For both simulation and measured positions, the path-planning method successfully reduces variation compared with the feedback method. Using the same motor speed for deployment as used by Veuve et al. (2016), the new deployment trajectory successfully enables deployment with greater than 68% reduction in deployment time. During deployment of the tensegrity structure, eccentricities at nodes incur shifts in nodal positions, as shown in Figure 11A at a structure length of approximately 120 [cm]. Node details are not modeled in the simulations. Feedback search in the last phase of deployment successfully resolves this difference and this process requires real-time comparison of simulation and measurements.

Although incorporating feedback control within the RRT*-connect is attempted, the resulting deployment of the first 60 [cm] of the structure was slower than without feedback. Real-time feedback is thus only involved in the last phase of the path-planning method. The measured nodal positions are compared to the simulated nodal positions to modify the deployment trajectory. However, measured nodal positions and element stresses are more consistent with the simulation when the structure is folded. Therefore there is minimal benefit to incorporating feedback of measured position for the RRT*-connect algorithm for this phase of deployment. Additionally, this comparison between measurement and simulation added approximately 20 s per RRT path-planning step of 5 [cm] and computational complexity to the deployment sequence.
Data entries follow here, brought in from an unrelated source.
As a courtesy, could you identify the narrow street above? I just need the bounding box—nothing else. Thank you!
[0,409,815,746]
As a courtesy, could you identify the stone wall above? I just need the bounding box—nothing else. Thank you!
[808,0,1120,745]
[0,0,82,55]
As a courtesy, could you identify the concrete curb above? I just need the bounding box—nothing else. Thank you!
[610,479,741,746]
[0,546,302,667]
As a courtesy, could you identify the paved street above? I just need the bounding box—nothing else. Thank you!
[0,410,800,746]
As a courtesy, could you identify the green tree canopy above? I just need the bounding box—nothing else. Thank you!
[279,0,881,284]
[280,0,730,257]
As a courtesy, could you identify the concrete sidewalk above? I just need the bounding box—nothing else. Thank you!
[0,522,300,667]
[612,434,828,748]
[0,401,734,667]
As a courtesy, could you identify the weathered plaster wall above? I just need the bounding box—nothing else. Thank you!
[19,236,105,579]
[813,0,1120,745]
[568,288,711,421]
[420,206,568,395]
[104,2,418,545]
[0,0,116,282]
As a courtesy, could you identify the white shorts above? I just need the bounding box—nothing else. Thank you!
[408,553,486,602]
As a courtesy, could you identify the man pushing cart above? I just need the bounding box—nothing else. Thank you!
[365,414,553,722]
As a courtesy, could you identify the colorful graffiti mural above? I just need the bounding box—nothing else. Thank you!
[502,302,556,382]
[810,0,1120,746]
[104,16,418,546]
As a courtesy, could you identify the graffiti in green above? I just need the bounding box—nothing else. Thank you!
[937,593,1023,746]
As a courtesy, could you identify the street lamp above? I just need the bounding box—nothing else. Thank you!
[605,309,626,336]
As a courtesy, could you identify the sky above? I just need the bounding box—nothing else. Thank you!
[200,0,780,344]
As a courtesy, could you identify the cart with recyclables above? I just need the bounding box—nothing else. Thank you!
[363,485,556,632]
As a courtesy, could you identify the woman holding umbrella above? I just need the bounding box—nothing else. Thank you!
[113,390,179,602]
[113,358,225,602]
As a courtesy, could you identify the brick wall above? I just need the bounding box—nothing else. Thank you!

4.2.1. Evaluation of Deployment Schemes

Table 2 shows a comparison of least-squares in [cm] of end-joint positions determined by simulation of the feedback method and the path-planning method compared with the ideal trajectory. The feedback method is consistently more irregular than the path-planning method for simulation and measurement. Variance of least-squares values from measurements from the path-planning method are lower than that of the feedback method.


Table 2. Columns 2–3: Least-squares values of end-joint positions from simulations of the feedback method and the path-planning method.

4.3. Algorithms for Self-Stress

The goal of the self-stress algorithm is to realign the structure between the supports. To study the effects of self-stress-control-commands, element internal forces after midspan connection and after applying the initial self-stress algorithm are compared in Figure 12A. Results from a soft-constraint algorithm are presented in Figure 12B. The vertical axis is the axial force [kN] in elements where tension is positive. Element numbers are shown on the horizontal axis.


Figure 12. Comparison of simulated element internal forces using an initial self-stress algorithm (A), and soft-constraint self stress algorithm (B). The dark gray bars show the original element forces and the light gray bars show the element forces with application of each constraint algorithm.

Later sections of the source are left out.